Following the difficult 1990’s when bosses and workers suffered from factory closures, labour legislation and unions do not currently count under the problems faced by the industry. “We’re part of a collective agreement, we’ve got a bargaining council, and our view is that collective agreements work,” says Whitehead, adding that SAFLIA has a good relationship with both unions active in the industry.

Can be competitive

But, it seems that some manufacturers are giving the Chinese imports a run for their money. Those who try to compete with entry level footwear will always be at a price disadvantage, but local manufacturers who focus on categories like higher end leather shoes find the playing fields far more level.

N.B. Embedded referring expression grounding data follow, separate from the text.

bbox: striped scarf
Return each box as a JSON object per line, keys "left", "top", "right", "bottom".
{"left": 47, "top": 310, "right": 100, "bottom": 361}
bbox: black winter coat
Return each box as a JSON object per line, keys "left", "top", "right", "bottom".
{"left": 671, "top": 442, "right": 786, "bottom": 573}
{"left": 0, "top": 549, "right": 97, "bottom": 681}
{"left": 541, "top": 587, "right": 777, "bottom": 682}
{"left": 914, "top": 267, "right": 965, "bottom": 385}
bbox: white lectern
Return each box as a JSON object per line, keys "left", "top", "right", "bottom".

Most shoes made in South Africa (42%) do indeed feature leather uppers, followed by synthetic uppers (36%) and slippers and moulded footwear (20.5%). Footwear with fabric uppers and running shoes only represent 1.8% of the pairs made locally.

Most of the leather upper and slipper/moulded footwear are made for men, while nearly half of the shoes with synthetic uppers are made for women and girls.

Not surprisingly, shoes with leather uppers comprise the lowest number of imports (about 8%). Cheaper shoes with fabric uppers constitute about 45% of all imports, followed by “other footwear, outsole and upper of rubber or plastic” (about 40%).

Of the manufacturing processes employed, more than half of the locally manufactured footwear are stuck on, just more than a quarter are made by injection moulding, about 10% slip lasted, about 5% stitched down and less than 1% welted.

Donning his other hat as MD of Jordan & Co, Whitehead can speak from experience that local factories manufacturing leather shoes can compete with imports.

What’s more, Jordan & Co are planning on replacing more and more imported products in their ranges with locally manufactured. “We’re going to increase our local manufacturing and we are keen to invest in the industry.”